Volcanic ash samples collected from a variety of recent eruptions were studied using petrography, chemical analyses, and scanning electron microscopy to characterize each ash type and to relate ash morphology to magma composition and the type of eruption.
The ashes are best placed into two broad genetic categories: magmatic and phreatomagmatic. Ashes from magmatic eruptions are formed when expanding gases in the magma form a froth that loses its coherence as it approaches the ground surface. During phreatomagmatic eruptions, the magma is chilled on contact with ground or surface waters, resulting in violent steam eruptions. Within these two genetic categories, ashes from different magma types can be characterized. The “pigeonhole” classification used here is for convenience; there are eruptions which are driven by both phreatic and magmatic gases.

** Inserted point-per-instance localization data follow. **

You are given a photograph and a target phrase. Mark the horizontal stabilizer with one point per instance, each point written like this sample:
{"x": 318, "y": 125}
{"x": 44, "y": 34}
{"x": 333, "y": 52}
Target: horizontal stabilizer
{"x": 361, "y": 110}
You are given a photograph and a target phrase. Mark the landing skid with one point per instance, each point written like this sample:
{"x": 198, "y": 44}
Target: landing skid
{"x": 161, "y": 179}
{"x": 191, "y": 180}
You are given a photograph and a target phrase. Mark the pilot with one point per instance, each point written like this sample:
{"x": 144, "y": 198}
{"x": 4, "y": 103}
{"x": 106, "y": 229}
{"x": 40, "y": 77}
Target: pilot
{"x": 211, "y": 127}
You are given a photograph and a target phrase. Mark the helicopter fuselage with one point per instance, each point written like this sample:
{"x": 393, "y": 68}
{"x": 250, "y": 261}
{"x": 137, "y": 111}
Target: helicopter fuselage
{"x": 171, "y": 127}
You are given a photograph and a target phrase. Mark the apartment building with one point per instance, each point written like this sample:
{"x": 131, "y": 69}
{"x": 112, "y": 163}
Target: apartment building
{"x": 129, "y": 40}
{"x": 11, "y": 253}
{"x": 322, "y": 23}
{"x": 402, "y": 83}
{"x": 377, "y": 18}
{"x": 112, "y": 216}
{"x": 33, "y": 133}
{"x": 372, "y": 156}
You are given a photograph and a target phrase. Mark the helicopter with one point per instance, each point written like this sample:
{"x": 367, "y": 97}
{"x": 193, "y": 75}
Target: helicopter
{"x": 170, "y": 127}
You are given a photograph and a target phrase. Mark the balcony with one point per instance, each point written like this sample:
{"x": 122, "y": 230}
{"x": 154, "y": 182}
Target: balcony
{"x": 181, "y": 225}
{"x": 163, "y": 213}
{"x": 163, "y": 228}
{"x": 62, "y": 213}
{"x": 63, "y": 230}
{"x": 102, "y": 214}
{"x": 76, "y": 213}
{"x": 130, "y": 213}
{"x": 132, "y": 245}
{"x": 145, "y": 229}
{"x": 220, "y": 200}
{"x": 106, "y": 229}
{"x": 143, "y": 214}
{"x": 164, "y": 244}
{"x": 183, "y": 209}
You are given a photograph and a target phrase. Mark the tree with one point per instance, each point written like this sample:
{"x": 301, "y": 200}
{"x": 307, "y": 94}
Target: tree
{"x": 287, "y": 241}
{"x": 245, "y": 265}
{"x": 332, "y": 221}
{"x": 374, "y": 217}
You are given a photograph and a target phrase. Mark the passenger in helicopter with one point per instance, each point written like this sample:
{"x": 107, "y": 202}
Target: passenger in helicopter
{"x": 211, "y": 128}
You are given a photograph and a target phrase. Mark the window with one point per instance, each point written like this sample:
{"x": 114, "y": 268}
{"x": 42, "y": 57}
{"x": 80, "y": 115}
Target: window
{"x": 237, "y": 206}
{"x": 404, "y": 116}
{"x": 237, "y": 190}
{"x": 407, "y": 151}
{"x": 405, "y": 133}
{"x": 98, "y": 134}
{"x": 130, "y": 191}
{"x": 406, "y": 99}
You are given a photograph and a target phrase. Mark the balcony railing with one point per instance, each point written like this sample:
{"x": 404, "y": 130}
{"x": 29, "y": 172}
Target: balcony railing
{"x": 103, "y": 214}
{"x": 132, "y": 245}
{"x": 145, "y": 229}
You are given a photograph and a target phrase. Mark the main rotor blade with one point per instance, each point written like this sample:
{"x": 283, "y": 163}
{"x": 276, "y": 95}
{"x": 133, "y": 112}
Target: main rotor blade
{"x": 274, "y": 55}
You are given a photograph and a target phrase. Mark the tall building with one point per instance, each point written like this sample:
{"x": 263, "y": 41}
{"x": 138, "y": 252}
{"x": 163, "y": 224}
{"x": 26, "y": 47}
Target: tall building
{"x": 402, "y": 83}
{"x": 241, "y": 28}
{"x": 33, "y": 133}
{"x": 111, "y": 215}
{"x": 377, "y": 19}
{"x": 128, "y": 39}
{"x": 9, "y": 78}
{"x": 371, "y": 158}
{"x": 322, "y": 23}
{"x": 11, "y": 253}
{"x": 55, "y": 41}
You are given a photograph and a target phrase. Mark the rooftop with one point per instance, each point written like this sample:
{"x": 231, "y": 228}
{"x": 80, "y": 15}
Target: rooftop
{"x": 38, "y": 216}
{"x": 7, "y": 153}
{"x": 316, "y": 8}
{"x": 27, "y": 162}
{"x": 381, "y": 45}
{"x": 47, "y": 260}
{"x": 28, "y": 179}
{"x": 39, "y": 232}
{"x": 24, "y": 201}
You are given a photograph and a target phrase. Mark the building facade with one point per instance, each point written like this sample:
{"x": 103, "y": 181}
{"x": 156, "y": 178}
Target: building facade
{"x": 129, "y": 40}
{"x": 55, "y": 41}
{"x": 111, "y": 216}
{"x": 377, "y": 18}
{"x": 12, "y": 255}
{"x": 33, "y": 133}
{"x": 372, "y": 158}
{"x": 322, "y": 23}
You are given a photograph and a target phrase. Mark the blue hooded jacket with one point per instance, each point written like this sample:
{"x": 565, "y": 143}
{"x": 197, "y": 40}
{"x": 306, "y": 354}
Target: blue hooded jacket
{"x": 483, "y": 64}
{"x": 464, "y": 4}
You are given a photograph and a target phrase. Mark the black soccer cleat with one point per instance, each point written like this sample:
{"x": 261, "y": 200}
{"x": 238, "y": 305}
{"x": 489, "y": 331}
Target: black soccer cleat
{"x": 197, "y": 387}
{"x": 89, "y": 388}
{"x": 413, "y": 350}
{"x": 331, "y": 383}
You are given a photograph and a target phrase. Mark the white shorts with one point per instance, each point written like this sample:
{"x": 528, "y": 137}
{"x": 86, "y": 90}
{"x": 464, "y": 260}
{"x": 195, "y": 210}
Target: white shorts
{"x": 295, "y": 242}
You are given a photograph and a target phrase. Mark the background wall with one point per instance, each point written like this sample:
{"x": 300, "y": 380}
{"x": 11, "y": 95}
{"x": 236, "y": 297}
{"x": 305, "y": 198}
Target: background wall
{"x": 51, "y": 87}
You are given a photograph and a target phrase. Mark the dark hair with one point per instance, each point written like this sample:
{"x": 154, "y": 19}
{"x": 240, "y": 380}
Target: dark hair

The morphology of ash particles from magmatic eruptions of high-viscosity magma is governed primarily by vesicle density and shape. The vitric ash particles are generally angular, vesicular pumiceous fragments or thin vesicle-wall fragments. The morphology of lithic fragments is dependent on the texture and mechanical properties of the rock units broken up during the eruption; most of the samples studied contain equant, angular to subrounded lithic fragments.
Ash particles from eruptions of low-viscosity magmas are mostly droplets; droplet shape is in part controlled by surface tension, acceleration of the droplets after they leave the vent, and air friction. Shapes range from perfect spheres to a variety of twisted, elongate droplets with smooth, fluidal surfaces.
The morphology of ash particles from phreatomagmatic eruptions is controlled by stresses within the chilled magma which result in fragmentation of the glass to form small blocky or pyramidal glass ash particles. Vesicle density and shape play only a minor role in determining the morphology of these ash particles.